EnergyPathways has been selected by the UK government to join the Hydrogen Storage Business Model Design Group.
This initiative, led by the Department of Energy Security and Net Zero (DESNZ), aims to establish a new investment support scheme for hydrogen storage projects. EnergyPathways plans to participate in the first Hydrogen Storage Allocation Round with its MESH natural gas and green hydrogen storage project.
To meet its target of producing up to 10 GW of low carbon hydrogen by 2030, the UK needs extensive hydrogen storage and transport infrastructure. Hydrogen storage is crucial for capturing unused renewable energy and balancing the energy supply. Currently, the UK’s costs for managing excess renewable energy are high, and these costs are expected to rise significantly by 2030. The government’s initial focus is on developing geological storage for green hydrogen, with the National Grid projecting the need for between 2 TWh and 56 TWh of storage by 2050. The goal is to prioritize projects that offer broad energy benefits, support decarbonization, and drive the growth of the hydrogen market.
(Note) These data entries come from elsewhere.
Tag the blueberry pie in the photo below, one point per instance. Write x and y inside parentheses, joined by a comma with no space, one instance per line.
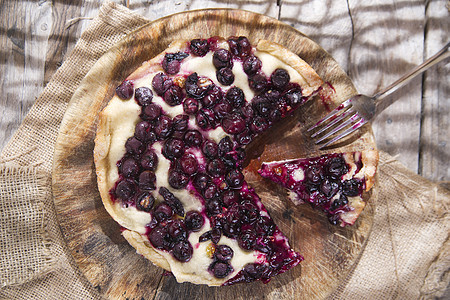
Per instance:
(334,183)
(169,157)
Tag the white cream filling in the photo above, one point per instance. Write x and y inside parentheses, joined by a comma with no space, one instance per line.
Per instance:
(125,115)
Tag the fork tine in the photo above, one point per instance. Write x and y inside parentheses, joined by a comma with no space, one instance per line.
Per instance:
(341,107)
(345,133)
(334,121)
(341,126)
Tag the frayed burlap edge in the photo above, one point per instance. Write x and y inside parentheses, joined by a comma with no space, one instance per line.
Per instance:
(24,189)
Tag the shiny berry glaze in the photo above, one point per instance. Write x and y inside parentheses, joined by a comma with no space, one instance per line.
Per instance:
(209,170)
(321,182)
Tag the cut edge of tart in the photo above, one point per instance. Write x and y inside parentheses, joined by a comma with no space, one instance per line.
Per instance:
(335,183)
(147,206)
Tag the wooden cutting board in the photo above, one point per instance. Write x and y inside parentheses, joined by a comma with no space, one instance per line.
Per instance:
(94,239)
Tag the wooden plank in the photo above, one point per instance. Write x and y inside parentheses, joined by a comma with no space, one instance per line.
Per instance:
(435,133)
(26,28)
(329,251)
(388,41)
(326,22)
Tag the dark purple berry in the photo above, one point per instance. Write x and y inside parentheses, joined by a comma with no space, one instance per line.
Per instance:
(149,160)
(336,167)
(210,100)
(173,148)
(194,220)
(233,124)
(235,96)
(182,251)
(125,190)
(222,59)
(230,197)
(244,138)
(177,230)
(171,62)
(142,131)
(180,122)
(221,110)
(190,106)
(129,167)
(210,191)
(163,127)
(247,240)
(204,237)
(143,96)
(163,212)
(147,180)
(174,95)
(239,46)
(225,76)
(251,65)
(314,173)
(255,270)
(352,187)
(225,146)
(275,114)
(210,149)
(262,105)
(125,90)
(280,78)
(201,181)
(216,234)
(192,87)
(247,112)
(145,201)
(213,207)
(151,112)
(258,125)
(258,82)
(158,237)
(134,146)
(172,201)
(244,46)
(220,269)
(294,97)
(216,167)
(265,226)
(193,138)
(329,187)
(248,212)
(160,83)
(223,252)
(178,179)
(188,164)
(199,47)
(235,179)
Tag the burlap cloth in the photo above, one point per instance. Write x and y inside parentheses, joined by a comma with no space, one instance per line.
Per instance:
(407,255)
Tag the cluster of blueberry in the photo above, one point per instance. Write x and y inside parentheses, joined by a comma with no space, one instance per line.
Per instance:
(215,175)
(321,183)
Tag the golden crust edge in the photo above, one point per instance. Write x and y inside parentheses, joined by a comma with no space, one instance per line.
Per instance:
(102,139)
(312,79)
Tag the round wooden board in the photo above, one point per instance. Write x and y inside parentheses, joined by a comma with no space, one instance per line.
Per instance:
(94,239)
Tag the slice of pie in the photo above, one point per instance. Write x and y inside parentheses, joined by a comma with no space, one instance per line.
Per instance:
(334,183)
(169,151)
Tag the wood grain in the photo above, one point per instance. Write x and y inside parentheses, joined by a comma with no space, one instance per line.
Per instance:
(94,239)
(35,37)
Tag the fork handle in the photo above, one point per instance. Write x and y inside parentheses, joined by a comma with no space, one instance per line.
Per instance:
(441,55)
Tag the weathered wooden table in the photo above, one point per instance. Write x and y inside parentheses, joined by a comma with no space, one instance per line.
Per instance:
(374,43)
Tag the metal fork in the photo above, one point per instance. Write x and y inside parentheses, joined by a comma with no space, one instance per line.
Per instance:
(358,110)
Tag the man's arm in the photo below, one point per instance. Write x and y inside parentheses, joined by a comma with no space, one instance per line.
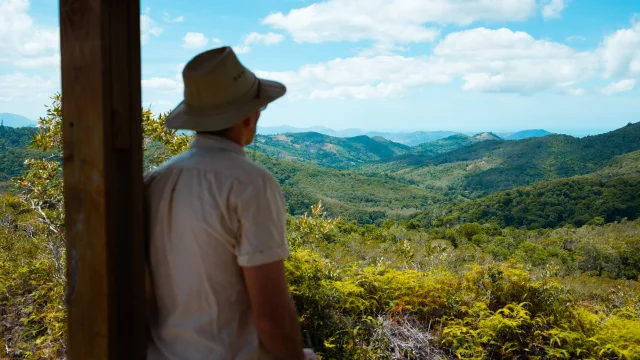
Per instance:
(274,314)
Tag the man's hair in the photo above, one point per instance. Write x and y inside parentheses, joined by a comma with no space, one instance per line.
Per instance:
(220,133)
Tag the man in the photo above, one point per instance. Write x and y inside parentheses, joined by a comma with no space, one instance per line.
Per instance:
(216,224)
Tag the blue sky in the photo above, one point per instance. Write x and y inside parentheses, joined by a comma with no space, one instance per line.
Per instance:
(569,66)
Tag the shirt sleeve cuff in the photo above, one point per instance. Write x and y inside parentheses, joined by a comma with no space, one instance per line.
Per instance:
(263,258)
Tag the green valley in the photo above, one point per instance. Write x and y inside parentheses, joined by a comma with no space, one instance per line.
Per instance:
(467,247)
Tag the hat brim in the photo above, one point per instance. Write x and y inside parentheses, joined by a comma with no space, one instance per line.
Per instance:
(184,117)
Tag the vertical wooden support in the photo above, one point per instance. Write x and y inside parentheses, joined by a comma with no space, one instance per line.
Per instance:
(101,107)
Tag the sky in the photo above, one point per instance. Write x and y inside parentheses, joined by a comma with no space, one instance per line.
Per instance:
(569,66)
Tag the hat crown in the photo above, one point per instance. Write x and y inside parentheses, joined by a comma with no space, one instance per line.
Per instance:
(217,78)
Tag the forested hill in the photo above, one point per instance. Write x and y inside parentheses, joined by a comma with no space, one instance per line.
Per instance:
(491,166)
(13,152)
(347,194)
(328,151)
(551,204)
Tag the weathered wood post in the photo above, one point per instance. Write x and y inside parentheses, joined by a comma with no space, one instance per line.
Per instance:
(101,106)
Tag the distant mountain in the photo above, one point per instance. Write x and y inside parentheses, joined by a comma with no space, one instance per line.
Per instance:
(328,151)
(406,138)
(414,138)
(490,166)
(13,152)
(14,120)
(447,144)
(344,193)
(551,204)
(526,134)
(486,136)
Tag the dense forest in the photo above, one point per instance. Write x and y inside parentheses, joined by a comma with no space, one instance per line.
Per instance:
(14,151)
(445,255)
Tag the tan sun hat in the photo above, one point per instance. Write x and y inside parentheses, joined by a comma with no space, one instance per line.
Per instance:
(220,92)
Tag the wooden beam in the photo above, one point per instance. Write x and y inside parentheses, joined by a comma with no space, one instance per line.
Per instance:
(101,107)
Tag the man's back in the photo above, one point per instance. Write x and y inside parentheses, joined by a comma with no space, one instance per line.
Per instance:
(211,211)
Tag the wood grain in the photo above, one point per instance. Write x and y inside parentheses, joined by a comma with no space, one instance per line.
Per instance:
(101,106)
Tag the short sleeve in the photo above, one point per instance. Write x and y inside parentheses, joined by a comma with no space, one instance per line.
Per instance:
(262,222)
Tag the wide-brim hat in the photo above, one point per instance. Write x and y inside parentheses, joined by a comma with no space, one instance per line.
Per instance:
(219,92)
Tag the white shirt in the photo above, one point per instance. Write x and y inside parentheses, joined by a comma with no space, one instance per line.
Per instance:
(211,212)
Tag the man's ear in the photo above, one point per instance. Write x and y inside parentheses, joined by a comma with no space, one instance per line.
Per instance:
(246,123)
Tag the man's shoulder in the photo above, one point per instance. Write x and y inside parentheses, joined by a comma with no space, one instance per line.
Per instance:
(231,165)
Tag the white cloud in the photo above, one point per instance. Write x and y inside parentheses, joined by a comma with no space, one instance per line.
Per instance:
(553,8)
(25,43)
(511,61)
(360,77)
(620,86)
(162,83)
(19,86)
(576,92)
(169,19)
(266,39)
(485,60)
(194,40)
(621,52)
(148,27)
(242,49)
(257,38)
(390,22)
(575,38)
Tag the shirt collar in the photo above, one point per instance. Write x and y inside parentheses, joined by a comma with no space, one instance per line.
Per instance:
(209,141)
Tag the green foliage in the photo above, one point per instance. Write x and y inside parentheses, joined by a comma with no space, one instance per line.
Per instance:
(328,151)
(14,151)
(32,312)
(357,289)
(348,194)
(574,201)
(372,284)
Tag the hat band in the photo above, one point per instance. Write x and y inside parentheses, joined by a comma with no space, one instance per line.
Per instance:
(249,95)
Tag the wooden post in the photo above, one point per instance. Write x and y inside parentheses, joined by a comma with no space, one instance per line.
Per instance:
(101,107)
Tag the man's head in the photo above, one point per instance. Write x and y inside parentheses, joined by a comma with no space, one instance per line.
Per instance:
(243,132)
(222,97)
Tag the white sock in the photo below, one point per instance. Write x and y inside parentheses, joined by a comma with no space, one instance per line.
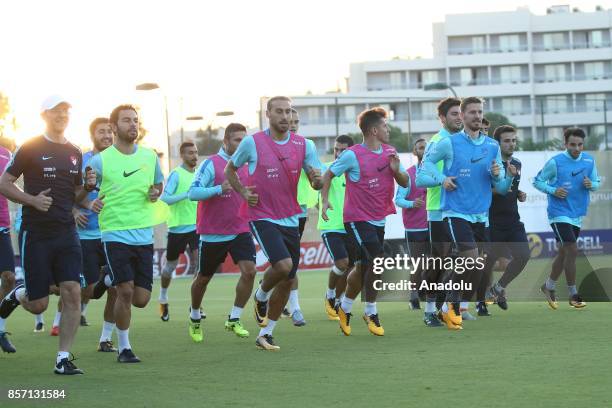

EnergyPathways aims to expand its MESH project, a natural gas and green hydrogen storage facility located off the UK’s Lancashire coast. This facility is poised to be a major player in the UK’s hydrogen sector, with a planned initial storage capacity of 15 TWh, comparable to the UK’s largest existing gas storage facility. The company anticipates increasing this capacity significantly, including developing up to 1.5 TWh of green hydrogen storage. Situated close to significant regional wind power, MESH can effectively use excess wind energy and connect to new green hydrogen supply markets. This strategic location positions MESH to contribute to the UK’s energy transition, benefiting the North West of England economically.
EnergyPathways has been invited to influence the final design of the Hydrogen Storage Business Model, thanks to its collaboration with relevant authorities. The company’s MESH project aligns with the UK government’s objectives for hydrogen storage and offers competitive advantages deserving of government backing. The MESH project is forming partnerships with leading global engineering and energy companies, with plans to complete pre-FEED by 2024 and reach a final investment decision by 2025.